Esperanto TTS

Hey everyone,
looks like Esperanto has come a long way, we already have 20 hours of audio in the dataset, recorded by over 140 contributors. I am very impressed about your work and try to add some value to the dataset myself. Plus I talk about this projekt on r/Esperanto, Mastodon, duolingo and to bring more people to contribute in the project.

I am looking forward to see the first experiments with this dataset, because afaik no one has ever tried machine learning with constructed languages. I would guess that the regularity and the lack of exceptions leads to very good results, even with small sample sizes.

I would love to experiment with text to speech in Esperanto. If this leads to good results this could become a breakthrough for audiobooks in Esperanto. Does the Mozzilla TTS engine run on a consumer laptop without a fast GPU?

PS: some parts of the Common Voice website are not translated to Esperanto yet. I tried to help a little but unfortunately I am only an itermediate esperanto speaker and don’t want to translate longer texts. Does anybody want to help me translate the missing parts?

BTW: the article about Common Voice in the Esperanto Wikipedia could use some work, I will try to expand it this weekend.

@stergro Mozilla TTS can be run for inference on a laptop without a GPU (CPU will determine time to create the text but it’s fairly near real-time on my XPS 13)

One thing to note is that this data would be from multiple speakers and TTS has handling of multi-speaker as a work in progress right now (previously the speech data was from single speakers). Someone asked about a similar scenario in one of the issues a couple of months back:


@nmstoker Okay, hope multi-speaker setups are getting possible in the future. The dataset has pretty big contributions from single donors. Would it make sense to train the TTS with one of the donors who donated more than 1000 audio files? Or would this be to little to get good results?

I think it’s a little early to tell best approach and others are probably better placed to comment (eg @erogol ) but with the current single speaker approach I’m pretty sure 1k recordings would be far too little (assuming 5-10 seconds each) - I got vaguely intelligible results with around 5hrs but it only really got decent when my sample set got well beyond 10hrs.

Okay good to know. Maybe creating a good TTS voice in esperanto has to be a project of its own then (with a professional, selected speaker). I looked a little closer on the dashboard, some speakers donated almost 2 000 donations, so maybe there will be a possibility in the future.

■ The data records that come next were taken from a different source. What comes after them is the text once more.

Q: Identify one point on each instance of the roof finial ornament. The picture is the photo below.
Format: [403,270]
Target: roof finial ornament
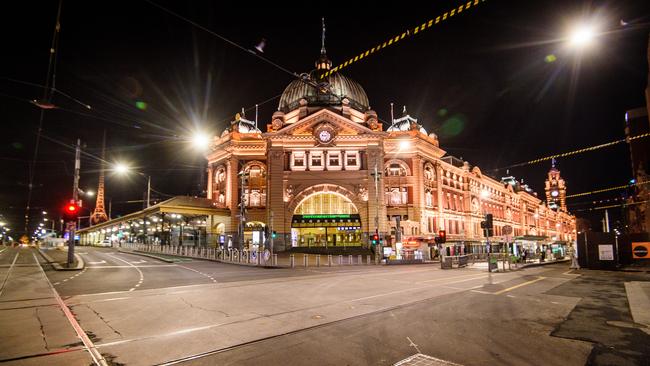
[323,62]
[322,40]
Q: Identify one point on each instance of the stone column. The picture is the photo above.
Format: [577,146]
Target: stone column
[275,197]
[210,177]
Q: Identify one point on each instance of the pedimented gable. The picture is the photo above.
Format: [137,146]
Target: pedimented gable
[324,117]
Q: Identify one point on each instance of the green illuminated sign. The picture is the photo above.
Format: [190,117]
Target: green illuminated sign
[333,216]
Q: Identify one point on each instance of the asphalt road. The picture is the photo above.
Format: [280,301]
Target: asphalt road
[137,310]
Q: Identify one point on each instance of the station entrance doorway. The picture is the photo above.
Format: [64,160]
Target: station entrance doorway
[326,219]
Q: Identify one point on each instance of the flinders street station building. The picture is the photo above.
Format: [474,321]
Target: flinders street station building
[326,172]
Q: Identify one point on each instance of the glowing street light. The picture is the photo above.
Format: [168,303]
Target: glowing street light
[201,140]
[121,168]
[582,36]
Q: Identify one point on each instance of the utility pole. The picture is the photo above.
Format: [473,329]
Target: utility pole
[376,199]
[271,232]
[75,198]
[242,219]
[148,191]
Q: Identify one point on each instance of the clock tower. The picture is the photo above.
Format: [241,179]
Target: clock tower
[555,188]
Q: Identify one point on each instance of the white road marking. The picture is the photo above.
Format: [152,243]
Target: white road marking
[199,272]
[4,282]
[88,344]
[138,269]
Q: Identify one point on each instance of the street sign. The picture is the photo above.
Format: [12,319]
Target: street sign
[606,252]
[507,230]
[640,250]
[266,255]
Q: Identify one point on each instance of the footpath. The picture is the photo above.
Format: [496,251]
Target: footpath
[36,325]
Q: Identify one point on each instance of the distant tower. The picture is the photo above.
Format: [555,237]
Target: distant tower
[99,214]
[555,189]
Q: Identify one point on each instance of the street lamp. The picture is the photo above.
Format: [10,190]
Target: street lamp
[201,140]
[121,168]
[582,35]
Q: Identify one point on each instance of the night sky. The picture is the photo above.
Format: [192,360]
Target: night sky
[481,81]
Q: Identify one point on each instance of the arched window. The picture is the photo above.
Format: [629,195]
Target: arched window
[428,198]
[429,173]
[326,203]
[396,167]
[254,184]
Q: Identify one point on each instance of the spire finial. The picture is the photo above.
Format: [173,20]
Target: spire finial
[322,38]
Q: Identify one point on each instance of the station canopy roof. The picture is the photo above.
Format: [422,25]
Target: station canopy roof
[183,205]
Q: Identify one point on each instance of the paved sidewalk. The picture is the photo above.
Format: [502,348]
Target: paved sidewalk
[35,330]
[638,296]
[515,266]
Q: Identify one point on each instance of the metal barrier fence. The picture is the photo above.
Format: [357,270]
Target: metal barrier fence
[250,257]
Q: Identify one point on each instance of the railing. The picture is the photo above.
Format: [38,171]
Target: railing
[247,257]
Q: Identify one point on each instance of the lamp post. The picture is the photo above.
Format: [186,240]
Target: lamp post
[121,168]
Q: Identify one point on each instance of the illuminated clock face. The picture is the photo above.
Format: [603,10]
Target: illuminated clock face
[324,136]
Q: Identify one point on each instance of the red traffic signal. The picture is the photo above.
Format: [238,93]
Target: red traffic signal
[71,211]
[442,236]
[71,208]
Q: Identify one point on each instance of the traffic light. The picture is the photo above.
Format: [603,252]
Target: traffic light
[488,221]
[71,211]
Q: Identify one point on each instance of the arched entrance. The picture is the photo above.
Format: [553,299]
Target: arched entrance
[254,235]
[326,218]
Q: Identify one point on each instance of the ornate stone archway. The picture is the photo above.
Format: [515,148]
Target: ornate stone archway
[323,188]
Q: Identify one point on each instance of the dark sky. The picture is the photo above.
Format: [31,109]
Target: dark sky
[479,80]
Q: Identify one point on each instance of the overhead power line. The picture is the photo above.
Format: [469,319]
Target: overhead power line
[607,189]
[407,33]
[575,152]
[613,206]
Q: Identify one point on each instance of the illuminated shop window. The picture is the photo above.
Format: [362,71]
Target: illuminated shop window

I still do belive that a completly regular language drastically decreases the number of neccessary samples, but I guess I will have to try it out to really know how much this is the case.

I got vaguely intelligible results with around 5hrs but it only really got decent when my sample set got well beyond 10hrs.

You tried this with english, right @nmstoker ?


Yes, I tried with English (with a collection of samples I’d produced / recorded of my own voice)